The Federal Aviation Administration has major concerns about a troubling trend as thousands of people move through Florida airports this holiday season.
Pilots are reporting an increase in people pointing laser pointers at commercial plans taking off and landing.
Across the nation, pilots say it has happened nearly a thousand times more than last year. The airport with the most reports in the state of Florida is Miami International Airport.
MIA has more than double the number of the next closest.
This trend worries pilots as they enter a high season for this type of behavior.
According to the FAA, as of October 31, 439 pilots reported a laser pointer strike in Florida -- 124 of them were in the area around MIA.
Last year, in the same sector, there were 93 reports. Tampa had the second most this year in Florida with 59 reports as of October 31.
Florida ranks third for the most strikes after California and Texas. Nationwide pilots reported 7,757 laser pointer strikes up from 6,852 in 2020.
In an interview, regional administrator Michael O’Harra tells NBC 6 it puts pilots and passengers in danger.
“Pilots are often forced to duck down to avoid having the lasers contact their eyes directly,” O’Harra said. “The impact can be anything from a distraction to incapacitation if the laser has a direct impact on the pilot’s eyesight.”
Looking at the data, O’Harra said each airport location has different trends but pilots appear to report more laser-pointer strikes in the months of October through December when holiday travel is at a high and sundown is earlier with daylight savings time.
The danger for pilots increases at night and when they’re closer to the ground.
“Some who may have no idea that it presents a hazard to pilots in the cockpit and others who may be deliberately targeting an aircraft,” O’Harra said.
Rolando Yague goes to trial in March. Earlier this Spring, the Miami-Dade Police aviation unit claimed he waved a green laser pointer into the cockpit of an overhead plane. Through an undercover investigation in the neighborhood airline officials pointed out, an officer claimed he saw Yague flash the laser and then throw it into his driveway as the officer approached.
If convicted he could face five years in jail and a $250,000 fine.
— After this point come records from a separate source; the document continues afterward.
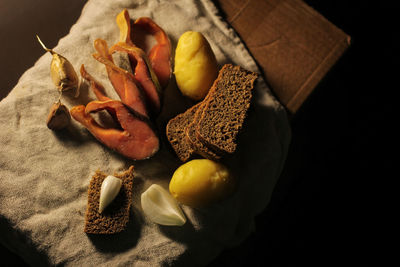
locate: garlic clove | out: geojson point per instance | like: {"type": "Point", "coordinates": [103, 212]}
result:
{"type": "Point", "coordinates": [109, 190]}
{"type": "Point", "coordinates": [160, 207]}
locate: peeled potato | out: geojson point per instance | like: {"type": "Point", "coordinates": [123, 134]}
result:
{"type": "Point", "coordinates": [195, 65]}
{"type": "Point", "coordinates": [201, 182]}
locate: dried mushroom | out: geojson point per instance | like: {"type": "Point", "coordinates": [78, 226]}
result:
{"type": "Point", "coordinates": [58, 117]}
{"type": "Point", "coordinates": [61, 70]}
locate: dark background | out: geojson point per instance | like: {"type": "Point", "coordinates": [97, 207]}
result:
{"type": "Point", "coordinates": [328, 203]}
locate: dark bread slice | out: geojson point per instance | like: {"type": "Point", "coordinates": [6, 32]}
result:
{"type": "Point", "coordinates": [116, 216]}
{"type": "Point", "coordinates": [225, 110]}
{"type": "Point", "coordinates": [197, 145]}
{"type": "Point", "coordinates": [176, 135]}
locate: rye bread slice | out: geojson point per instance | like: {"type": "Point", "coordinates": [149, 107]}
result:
{"type": "Point", "coordinates": [197, 146]}
{"type": "Point", "coordinates": [176, 134]}
{"type": "Point", "coordinates": [116, 216]}
{"type": "Point", "coordinates": [225, 110]}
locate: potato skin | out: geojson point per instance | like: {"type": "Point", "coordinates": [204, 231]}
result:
{"type": "Point", "coordinates": [201, 182]}
{"type": "Point", "coordinates": [196, 67]}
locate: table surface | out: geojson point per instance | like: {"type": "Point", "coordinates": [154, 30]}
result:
{"type": "Point", "coordinates": [305, 219]}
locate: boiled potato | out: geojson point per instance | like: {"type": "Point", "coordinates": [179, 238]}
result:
{"type": "Point", "coordinates": [201, 182]}
{"type": "Point", "coordinates": [195, 65]}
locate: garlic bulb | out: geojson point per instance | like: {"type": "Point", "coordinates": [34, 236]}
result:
{"type": "Point", "coordinates": [109, 190]}
{"type": "Point", "coordinates": [161, 207]}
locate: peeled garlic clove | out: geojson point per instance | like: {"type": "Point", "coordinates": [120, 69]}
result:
{"type": "Point", "coordinates": [161, 207]}
{"type": "Point", "coordinates": [109, 190]}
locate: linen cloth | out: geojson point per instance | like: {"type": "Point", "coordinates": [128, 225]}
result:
{"type": "Point", "coordinates": [44, 175]}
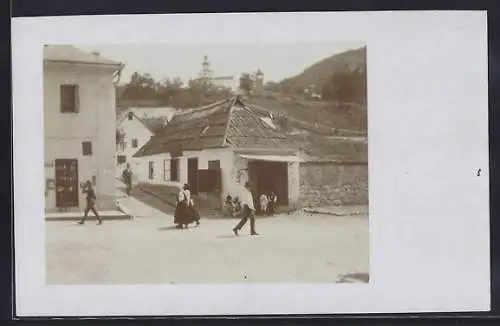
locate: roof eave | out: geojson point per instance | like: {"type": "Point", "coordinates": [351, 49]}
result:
{"type": "Point", "coordinates": [115, 65]}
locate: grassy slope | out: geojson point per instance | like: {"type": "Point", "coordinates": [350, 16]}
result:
{"type": "Point", "coordinates": [319, 73]}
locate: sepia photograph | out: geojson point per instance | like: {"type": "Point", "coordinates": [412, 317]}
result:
{"type": "Point", "coordinates": [206, 163]}
{"type": "Point", "coordinates": [251, 164]}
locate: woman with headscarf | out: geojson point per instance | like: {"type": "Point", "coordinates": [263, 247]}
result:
{"type": "Point", "coordinates": [181, 209]}
{"type": "Point", "coordinates": [185, 213]}
{"type": "Point", "coordinates": [194, 216]}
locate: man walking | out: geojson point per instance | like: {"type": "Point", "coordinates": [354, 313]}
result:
{"type": "Point", "coordinates": [246, 199]}
{"type": "Point", "coordinates": [91, 198]}
{"type": "Point", "coordinates": [127, 178]}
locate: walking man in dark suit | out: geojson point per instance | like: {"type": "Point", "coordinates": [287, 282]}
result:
{"type": "Point", "coordinates": [248, 210]}
{"type": "Point", "coordinates": [127, 178]}
{"type": "Point", "coordinates": [91, 198]}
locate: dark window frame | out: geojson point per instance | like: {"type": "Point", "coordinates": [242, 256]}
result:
{"type": "Point", "coordinates": [175, 169]}
{"type": "Point", "coordinates": [120, 161]}
{"type": "Point", "coordinates": [69, 96]}
{"type": "Point", "coordinates": [151, 172]}
{"type": "Point", "coordinates": [87, 148]}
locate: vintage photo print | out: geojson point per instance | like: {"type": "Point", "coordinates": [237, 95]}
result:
{"type": "Point", "coordinates": [250, 164]}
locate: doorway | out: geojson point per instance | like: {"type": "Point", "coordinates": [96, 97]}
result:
{"type": "Point", "coordinates": [66, 182]}
{"type": "Point", "coordinates": [268, 176]}
{"type": "Point", "coordinates": [193, 174]}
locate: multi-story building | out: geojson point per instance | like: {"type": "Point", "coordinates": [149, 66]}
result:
{"type": "Point", "coordinates": [79, 133]}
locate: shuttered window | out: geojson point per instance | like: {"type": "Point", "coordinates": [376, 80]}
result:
{"type": "Point", "coordinates": [174, 169]}
{"type": "Point", "coordinates": [69, 97]}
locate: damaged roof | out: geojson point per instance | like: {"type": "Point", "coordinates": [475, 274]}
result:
{"type": "Point", "coordinates": [229, 123]}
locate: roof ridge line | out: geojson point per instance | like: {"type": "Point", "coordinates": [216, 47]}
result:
{"type": "Point", "coordinates": [233, 102]}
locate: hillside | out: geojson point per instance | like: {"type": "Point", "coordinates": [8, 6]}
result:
{"type": "Point", "coordinates": [319, 117]}
{"type": "Point", "coordinates": [319, 73]}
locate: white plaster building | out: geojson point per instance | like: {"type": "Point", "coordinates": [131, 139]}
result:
{"type": "Point", "coordinates": [135, 127]}
{"type": "Point", "coordinates": [79, 108]}
{"type": "Point", "coordinates": [217, 148]}
{"type": "Point", "coordinates": [207, 74]}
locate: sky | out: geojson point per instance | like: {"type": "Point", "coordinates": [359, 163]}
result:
{"type": "Point", "coordinates": [277, 61]}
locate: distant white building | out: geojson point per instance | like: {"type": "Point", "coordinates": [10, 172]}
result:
{"type": "Point", "coordinates": [207, 74]}
{"type": "Point", "coordinates": [134, 127]}
{"type": "Point", "coordinates": [79, 107]}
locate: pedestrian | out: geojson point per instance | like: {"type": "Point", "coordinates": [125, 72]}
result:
{"type": "Point", "coordinates": [228, 206]}
{"type": "Point", "coordinates": [180, 209]}
{"type": "Point", "coordinates": [248, 210]}
{"type": "Point", "coordinates": [263, 201]}
{"type": "Point", "coordinates": [236, 206]}
{"type": "Point", "coordinates": [127, 178]}
{"type": "Point", "coordinates": [90, 205]}
{"type": "Point", "coordinates": [273, 204]}
{"type": "Point", "coordinates": [185, 213]}
{"type": "Point", "coordinates": [194, 215]}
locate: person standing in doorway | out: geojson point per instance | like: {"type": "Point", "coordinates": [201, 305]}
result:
{"type": "Point", "coordinates": [127, 178]}
{"type": "Point", "coordinates": [91, 198]}
{"type": "Point", "coordinates": [273, 204]}
{"type": "Point", "coordinates": [248, 210]}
He pleaded not guilty. His attorney told NBC 6 “we will vigorously defend our client.”
“You’re looking for runway lights and the next thing you know you get hit with a green laser that takes out part of your vision. It’s very dangerous. I can’t think of anything worse,” retired airline captain Jay Rollins said when Yegue was arrested.
A spokesperson for MIA told NBC 6 there is little they can do because this all happens in the neighborhoods outside airport property. NBC 6 requested an interview with City of Miami police and Miami-Dade police and have not yet heard back.
“I don’t see any difference between what a person is doing with a laser pointing at an airplane cockpit any different from firing a rocket. It has the same outcome,” Rollins said.